Накануне с офицерами штаба и командирами полков я еще раз выезжал на участок предстоящего прорыва, уточнил задачи подразделений, затем несколько часов мы просидели над составлением плана наступления. Время, направление и порядок движения частей и подразделений, систему и график огня, названия высот, населенных пунктов, рубежей – все это я не только держал в памяти, но и представлял на местности и на карте. Доложил быстро, без запинки, не заглядывая в бумажки. У командующего фронтом перед наступлением дел куда больше, чем у командира дивизии, поэтому отнимать у него время было бы непростительно.

Когда я закончил доклад, один из генералов штаба спросил:

– Почему танки, приданные дивизии, вы используете на участке одного полка?

– При такой стремительности и глубине прорыва танки я должен использовать массированно. К тому же приданная дивизии бригада имеет боевых машин в три раза меньше, чем положено по штату. Рассредоточить их по другим полкам – значит ослабить направление главного удара…

– Все это крайне сомнительно, – заметил генерал. – Ведь наступаете вы не полком, а дивизией.

Но тут вмешался Малиновский:

– А ведь командир дивизии прав. В бригаде не шестьдесят пять танков, а двадцать. Чтобы в первые же часы наступления прошибить оборону, эшелонированную на восемь километров по всему фронту дивизии, такой поддержки явно недостаточно. Так уж лучше наверняка прорвать оборону врага на узком участке, выйти ему в тыл и тем самым дезорганизовать его. – Помолчав, командующий фронтом спросил: – Из каких соображений вы исходили, полковник, построив боевой порядок дивизии в два эшелона?

– Товарищ генерал армии, – отчеканил я, – оборона противника достаточно глубока, что требует при прорыве непрестанно наращивать силу удара.
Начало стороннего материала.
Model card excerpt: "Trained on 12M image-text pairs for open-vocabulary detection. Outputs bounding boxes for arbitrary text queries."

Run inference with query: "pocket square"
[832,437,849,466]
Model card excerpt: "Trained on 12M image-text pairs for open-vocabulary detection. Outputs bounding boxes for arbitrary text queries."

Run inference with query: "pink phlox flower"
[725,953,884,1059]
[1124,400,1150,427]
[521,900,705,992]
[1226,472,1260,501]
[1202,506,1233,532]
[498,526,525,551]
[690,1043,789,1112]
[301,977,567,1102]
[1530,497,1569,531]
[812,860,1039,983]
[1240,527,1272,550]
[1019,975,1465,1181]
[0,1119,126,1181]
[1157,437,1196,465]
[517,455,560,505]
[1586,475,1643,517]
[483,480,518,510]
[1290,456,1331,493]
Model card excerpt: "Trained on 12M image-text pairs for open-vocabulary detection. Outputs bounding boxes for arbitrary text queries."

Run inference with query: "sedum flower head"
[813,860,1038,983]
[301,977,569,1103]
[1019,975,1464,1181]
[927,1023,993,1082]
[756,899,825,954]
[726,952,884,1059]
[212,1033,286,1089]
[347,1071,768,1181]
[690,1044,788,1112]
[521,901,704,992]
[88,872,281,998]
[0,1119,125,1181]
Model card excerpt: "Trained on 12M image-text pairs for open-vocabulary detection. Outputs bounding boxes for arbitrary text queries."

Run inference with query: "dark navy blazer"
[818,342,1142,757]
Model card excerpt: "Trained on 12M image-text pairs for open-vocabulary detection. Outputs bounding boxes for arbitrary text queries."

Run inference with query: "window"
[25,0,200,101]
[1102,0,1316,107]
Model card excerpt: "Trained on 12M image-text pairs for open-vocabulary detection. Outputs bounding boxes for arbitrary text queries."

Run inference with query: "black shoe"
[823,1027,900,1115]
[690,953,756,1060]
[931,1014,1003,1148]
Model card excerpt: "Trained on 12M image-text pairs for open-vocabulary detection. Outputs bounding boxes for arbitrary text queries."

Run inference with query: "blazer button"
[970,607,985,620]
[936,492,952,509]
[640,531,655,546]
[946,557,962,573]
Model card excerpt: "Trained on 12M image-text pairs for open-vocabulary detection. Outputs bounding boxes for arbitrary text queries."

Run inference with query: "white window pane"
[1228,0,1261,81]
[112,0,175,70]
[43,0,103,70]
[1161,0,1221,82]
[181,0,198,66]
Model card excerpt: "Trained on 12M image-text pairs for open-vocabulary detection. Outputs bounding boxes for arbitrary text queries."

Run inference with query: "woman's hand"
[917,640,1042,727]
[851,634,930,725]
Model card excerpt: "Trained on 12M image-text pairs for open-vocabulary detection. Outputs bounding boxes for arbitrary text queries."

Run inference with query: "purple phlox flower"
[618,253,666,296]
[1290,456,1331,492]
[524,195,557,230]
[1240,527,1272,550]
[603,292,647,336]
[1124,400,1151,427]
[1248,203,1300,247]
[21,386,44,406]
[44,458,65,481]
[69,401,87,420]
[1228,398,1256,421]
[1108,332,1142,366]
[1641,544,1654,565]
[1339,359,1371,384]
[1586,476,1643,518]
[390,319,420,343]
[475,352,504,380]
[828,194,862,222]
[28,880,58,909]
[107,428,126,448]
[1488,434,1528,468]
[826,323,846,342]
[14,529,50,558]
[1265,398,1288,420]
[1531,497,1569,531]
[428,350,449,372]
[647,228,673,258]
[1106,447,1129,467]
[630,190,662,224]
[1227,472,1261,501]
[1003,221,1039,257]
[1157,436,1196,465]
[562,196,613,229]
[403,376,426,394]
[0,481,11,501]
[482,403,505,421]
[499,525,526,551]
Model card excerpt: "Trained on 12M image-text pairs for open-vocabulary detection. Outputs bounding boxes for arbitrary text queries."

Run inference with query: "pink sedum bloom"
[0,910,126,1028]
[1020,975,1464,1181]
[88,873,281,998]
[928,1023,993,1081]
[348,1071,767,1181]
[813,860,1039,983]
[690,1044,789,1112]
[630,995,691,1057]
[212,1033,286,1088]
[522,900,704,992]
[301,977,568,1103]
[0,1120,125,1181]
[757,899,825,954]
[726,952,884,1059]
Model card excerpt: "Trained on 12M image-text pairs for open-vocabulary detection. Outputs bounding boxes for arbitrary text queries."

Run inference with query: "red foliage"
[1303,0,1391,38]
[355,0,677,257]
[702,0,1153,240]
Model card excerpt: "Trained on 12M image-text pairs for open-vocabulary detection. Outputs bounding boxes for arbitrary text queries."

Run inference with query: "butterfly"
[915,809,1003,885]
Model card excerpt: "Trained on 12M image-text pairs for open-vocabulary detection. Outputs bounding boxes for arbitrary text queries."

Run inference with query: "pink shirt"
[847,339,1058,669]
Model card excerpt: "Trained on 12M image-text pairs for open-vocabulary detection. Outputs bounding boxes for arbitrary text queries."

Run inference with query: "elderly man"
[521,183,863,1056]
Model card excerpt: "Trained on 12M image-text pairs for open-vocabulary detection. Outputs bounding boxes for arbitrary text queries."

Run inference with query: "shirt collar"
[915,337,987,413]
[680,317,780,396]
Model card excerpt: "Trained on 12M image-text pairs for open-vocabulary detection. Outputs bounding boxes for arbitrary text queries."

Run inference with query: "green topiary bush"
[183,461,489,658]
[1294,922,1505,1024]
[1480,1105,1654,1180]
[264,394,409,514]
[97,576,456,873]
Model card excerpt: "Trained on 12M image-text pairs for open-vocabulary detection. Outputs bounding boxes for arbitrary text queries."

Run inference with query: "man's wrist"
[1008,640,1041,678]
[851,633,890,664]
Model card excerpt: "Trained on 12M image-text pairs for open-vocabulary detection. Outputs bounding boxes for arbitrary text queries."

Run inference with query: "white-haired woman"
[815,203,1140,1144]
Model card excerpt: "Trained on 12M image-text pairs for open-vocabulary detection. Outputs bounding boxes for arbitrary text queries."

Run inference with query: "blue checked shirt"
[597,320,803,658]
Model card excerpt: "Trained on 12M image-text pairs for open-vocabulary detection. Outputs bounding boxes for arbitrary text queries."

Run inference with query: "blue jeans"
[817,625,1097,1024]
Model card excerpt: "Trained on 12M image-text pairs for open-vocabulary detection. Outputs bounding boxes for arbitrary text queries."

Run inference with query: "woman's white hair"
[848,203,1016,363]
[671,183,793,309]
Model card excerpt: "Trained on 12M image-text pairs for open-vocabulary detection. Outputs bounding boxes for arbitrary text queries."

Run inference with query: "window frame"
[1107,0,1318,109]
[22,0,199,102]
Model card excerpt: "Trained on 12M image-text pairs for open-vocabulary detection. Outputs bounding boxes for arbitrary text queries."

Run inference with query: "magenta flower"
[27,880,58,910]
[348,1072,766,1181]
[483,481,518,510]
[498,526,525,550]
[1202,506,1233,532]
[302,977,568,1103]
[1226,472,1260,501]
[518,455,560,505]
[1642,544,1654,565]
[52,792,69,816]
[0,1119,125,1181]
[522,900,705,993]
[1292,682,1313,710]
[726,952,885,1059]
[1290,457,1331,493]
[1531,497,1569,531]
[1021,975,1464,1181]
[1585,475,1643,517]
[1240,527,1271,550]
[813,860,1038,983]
Полоса наступления дивизии – три километра, участок главного удара – два километра. В своем составе дивизия насчитывает девять тысяч человек, и еще шестьсот человек ей придано. Таким образом, при условии поражения артиллерией и авиацией всей тактической глубины обороны противника, мы сможем сразу занять ее целиком, и чем скорее, тем лучше.

– Что ж, резонно, – сказал Малиновский. – У меня вопросов больше нет. – Он взглянул на генералов штаба – у тех вопросов также не было.

Вслед за мною докладывали Джахуа и Фоменко. Выслушав всех, Малиновский задал еще несколько вопросов. Командующий фронтом производил впечатление скромного, обаятельного человека. Он не приказывал, а убеждал. Просто и логично доказывал ошибочность одних решений и правильность других. Как я заметил, Малиновский более всего опасался, что у собеседника останутся какие-либо сомнения, недоуменные вопросы, которые он постесняется высказать. Поэтому мягко, но настойчиво Родион Яковлевич просил нас высказываться до конца, чтобы никаких неясностей не оставалось.

В заключение Малиновский сообщил, что в предстоящей операции планируется применение большого числа танковых частей и соединений, в частности в полосе наступления 52-й армии в прорыв будет введена 6-я танковая армия генерал-лейтенанта танковых войск А. Г. Кравченко.

– Вы, Константин Александрович, – с улыбкой обращаясь к Коротееву, сказал Малиновский, – обеспечите генералу Кравченко ввод его армии в прорыв, он, выйдя на оперативный простор, обеспечит вам стремительные темпы наступления. Устраивает вас такое взаимодействие?

– Безусловно, Родион Яковлевич, – ответил Коротеев.

– У меня все. – Малиновский поднялся. – Желаю удачи, товарищи! В добрый час!

Когда я прибыл в дивизию, штаб уже свертывался. Нашу полосу обороны мы сдавали соседнему соединению. 62-я гвардейская перебрасывалась на девяносто километров западнее, где ей предстояло сосредоточиться на исходном рубеже наступления.

И сдачу своей полосы обороны, и переброску дивизии на участок прорыва требовалось совершить незаметно для противника.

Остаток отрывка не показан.